I want to use graph-tool using the multiprocessing library in Python 2.6. I
keep running into issues though with trying to share a full graph object. I
can store the graph in a multiprocessing.Namespace, but it doesn't keep the
dicts of properties. Example:
def initNS( ns ):
_g = Graph( directed = False)
ns.graph = _g
ns.edge_properties = {
'genres': _g.new_edge_property("vector<string>"),
'movieid': _g.new_edge_property("int"),
}
ns.vertex_properties = {
'personid': _g.new_vertex_property("int32_t")
}
"""
Build property maps for edges and vertices to hold our data
The graph vertices represent actors whereas movies represent edges
"""
# Edges
_g.edge_properties["genres"] = ns.edge_properties['genres']

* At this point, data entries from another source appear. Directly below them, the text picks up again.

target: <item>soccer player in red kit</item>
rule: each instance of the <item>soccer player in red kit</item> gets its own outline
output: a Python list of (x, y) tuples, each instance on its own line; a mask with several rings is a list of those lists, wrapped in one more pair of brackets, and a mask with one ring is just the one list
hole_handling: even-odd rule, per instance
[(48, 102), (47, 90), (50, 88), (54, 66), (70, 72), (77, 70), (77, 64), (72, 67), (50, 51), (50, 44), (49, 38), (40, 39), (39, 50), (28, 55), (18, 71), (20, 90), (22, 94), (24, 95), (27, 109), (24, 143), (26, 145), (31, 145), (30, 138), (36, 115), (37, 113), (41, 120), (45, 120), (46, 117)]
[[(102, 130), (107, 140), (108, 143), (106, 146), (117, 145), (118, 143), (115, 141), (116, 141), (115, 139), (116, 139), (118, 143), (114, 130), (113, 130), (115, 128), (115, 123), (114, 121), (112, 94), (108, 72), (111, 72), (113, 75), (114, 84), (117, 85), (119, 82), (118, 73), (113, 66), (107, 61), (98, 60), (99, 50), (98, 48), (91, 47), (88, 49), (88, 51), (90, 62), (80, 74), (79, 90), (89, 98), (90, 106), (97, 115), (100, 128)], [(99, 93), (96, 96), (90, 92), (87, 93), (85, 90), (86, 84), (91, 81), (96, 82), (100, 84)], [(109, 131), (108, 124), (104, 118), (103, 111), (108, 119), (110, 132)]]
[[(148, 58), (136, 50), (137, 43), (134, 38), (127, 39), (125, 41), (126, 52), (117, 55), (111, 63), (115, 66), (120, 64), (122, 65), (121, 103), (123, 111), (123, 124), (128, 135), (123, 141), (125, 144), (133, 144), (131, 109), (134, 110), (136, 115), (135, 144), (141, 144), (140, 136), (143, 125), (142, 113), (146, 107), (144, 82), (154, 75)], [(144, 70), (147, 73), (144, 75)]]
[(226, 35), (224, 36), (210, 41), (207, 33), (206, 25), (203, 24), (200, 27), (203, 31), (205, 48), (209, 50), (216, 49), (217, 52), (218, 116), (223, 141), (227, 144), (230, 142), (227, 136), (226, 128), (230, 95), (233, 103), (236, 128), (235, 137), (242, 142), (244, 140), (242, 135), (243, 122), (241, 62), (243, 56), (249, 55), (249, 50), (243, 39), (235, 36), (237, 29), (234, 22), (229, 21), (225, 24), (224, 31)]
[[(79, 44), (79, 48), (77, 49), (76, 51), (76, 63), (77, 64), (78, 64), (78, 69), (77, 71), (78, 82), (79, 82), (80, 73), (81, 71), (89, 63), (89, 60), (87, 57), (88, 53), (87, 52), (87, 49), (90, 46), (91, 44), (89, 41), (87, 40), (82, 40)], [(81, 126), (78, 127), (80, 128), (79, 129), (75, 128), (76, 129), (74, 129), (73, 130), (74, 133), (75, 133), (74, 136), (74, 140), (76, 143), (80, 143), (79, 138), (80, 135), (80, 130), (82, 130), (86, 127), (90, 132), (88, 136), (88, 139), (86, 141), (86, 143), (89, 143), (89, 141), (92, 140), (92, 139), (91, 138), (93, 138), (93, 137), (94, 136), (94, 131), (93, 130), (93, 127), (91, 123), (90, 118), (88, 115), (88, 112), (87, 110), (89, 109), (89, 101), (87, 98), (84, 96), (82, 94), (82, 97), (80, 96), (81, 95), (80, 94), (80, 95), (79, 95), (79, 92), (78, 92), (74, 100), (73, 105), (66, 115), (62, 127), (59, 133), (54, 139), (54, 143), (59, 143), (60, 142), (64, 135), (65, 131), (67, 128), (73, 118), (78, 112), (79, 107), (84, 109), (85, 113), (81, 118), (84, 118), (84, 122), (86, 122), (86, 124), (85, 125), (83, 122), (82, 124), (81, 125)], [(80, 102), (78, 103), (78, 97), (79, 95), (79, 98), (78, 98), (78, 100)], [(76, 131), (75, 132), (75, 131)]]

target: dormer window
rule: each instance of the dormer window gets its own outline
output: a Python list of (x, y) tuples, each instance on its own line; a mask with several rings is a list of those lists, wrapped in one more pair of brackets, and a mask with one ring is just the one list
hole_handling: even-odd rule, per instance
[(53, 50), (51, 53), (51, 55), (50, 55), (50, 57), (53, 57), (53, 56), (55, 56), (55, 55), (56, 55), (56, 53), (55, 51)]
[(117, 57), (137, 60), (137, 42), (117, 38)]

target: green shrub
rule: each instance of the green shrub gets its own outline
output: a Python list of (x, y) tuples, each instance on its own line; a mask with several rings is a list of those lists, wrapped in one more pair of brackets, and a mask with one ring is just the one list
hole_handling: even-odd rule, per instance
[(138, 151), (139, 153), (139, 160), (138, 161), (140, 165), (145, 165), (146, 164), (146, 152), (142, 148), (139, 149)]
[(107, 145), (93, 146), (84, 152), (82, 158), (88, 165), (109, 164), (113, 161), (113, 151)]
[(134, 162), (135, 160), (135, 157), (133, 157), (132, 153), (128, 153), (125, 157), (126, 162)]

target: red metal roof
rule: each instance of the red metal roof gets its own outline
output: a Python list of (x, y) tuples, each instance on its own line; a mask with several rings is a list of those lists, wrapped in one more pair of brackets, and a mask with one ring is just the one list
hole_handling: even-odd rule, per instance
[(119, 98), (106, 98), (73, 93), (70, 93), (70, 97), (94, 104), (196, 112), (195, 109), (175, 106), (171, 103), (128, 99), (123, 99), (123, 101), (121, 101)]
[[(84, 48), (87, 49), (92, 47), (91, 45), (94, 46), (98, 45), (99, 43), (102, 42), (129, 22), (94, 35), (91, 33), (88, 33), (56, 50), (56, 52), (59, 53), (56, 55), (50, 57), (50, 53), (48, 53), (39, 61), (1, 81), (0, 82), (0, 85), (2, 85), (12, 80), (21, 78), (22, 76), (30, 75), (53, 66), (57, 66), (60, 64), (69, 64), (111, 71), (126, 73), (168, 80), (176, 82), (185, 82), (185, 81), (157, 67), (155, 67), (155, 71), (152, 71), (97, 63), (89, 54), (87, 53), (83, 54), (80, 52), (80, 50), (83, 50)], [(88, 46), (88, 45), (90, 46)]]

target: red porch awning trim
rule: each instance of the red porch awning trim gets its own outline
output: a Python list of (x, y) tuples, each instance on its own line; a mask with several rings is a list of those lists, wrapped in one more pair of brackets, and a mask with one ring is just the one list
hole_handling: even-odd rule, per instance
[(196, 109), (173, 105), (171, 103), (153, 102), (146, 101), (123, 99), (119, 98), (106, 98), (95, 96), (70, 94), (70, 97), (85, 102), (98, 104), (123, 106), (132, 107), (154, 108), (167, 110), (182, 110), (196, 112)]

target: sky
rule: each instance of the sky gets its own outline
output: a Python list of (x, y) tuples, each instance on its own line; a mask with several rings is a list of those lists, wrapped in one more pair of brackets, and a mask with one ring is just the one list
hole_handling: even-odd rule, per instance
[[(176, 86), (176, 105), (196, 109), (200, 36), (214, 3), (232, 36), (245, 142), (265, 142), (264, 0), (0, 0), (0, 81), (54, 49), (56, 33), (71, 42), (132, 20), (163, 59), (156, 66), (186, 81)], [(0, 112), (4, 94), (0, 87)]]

_g.edge_properties["movieid"] = ns.edge_properties['movieid']
# Vertices
_g.vertex_properties["personid"] = ns.vertex_properties['personid']
ns.graph = _g
##########
This initializes 'ns', which is a multiprocessing.Namespace. The problem is
that for example, ns.edge_properties[ * ] tells me that the type isn't
pickle-able. I tried to just skip that and use the _g.edge_properties to
access it, but those dicts aren't carried over to the different process in
the pool. Presumably b/c they aren't pickle-able.
Any thoughts about how to fix this?
(For those interested, I'm attempting to use the IMDbPy library to do some
graph analysis on the relationships among actors and movies. Each process
has it's own db connection and trying to populate the graph with actor and
movie information in parallel since it's a pretty large and dense graph.
Somewhere in the neighborhood of 250,000+ vertices for just a depth of three
relationships)
Thanks,
--
Derek